Guys, I am currently getting a gross salary of 8,000dhs and I have been working for my employer for 1 year 9 months. I would like to know if I will stand a chance to get a personal loan of 60,000dhs. I am of African origin.

Please recommend on which banks to approach. I currently bank with Emirates NBD and my company is not on the list of approved companies.


----------



## Chocoholic (Oct 29, 2012)

Can be difficult if you aren't a customer of a bank, as they usually like to have your salary transferred to whoever you take the loan with. I think for most banks, you just scrap by with the minimum salary requirement.

You usually need either a salary transfer certificate or a salary letter, stating how much you earn, and sometimes 2 or 3 months bank statements.

So are you saying NBD won't give you the loan?


----------



## nimz (Feb 17, 2013)

I have never approached them but I was checking their website and it says "employer should be on bank;s list of approved employers", and I have checked with our finance department and they advised me that our company is not registered. Thanks.


----------



## Chocoholic (Oct 29, 2012)

Just because your company isn't on the list of approved companies, doesn't mean to say they won't give you a loan.

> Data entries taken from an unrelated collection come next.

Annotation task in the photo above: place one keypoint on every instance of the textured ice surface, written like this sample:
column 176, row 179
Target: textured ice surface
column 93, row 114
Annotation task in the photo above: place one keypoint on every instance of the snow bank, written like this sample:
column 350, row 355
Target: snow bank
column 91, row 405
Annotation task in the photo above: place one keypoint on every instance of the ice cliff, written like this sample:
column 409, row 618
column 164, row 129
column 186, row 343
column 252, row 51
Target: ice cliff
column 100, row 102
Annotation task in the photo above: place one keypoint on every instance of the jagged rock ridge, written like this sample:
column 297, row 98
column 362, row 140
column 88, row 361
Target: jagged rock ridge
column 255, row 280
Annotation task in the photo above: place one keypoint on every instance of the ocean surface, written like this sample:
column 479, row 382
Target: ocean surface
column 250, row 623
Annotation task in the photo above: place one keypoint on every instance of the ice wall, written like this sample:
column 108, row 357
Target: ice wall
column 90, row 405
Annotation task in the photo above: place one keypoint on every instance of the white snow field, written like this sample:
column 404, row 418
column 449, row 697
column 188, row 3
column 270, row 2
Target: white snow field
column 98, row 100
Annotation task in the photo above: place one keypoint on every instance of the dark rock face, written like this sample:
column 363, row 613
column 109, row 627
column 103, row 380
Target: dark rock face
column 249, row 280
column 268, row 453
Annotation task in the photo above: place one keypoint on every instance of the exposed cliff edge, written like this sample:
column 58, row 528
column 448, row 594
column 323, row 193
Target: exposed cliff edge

I'm not sure what criteria they use to approve companies to be honest.


----------



## msbettyboopdxb (Mar 22, 2009)

I'm fairly certain Emiratesnbd gives loans if you don't have an account with them. the conditions would probably be a bit more stringent. Not sure if they will give you a loan with your salary range though. Call them up or visit a branch. It wouldn't hurt to check. Alternatively, what about the bank your salary is already transferred to? Or ask your company which banks they are listed with.


----------



## Bostin (Jan 21, 2013)

If you are borrowing 60k, your repayments are going to be in excess of 1,400 per month - assuming 48 months and a rate of 6.66%

If you're earning 8k a month that a big slice. As mentioned already you might not be able to borrow as much as you would like.


----------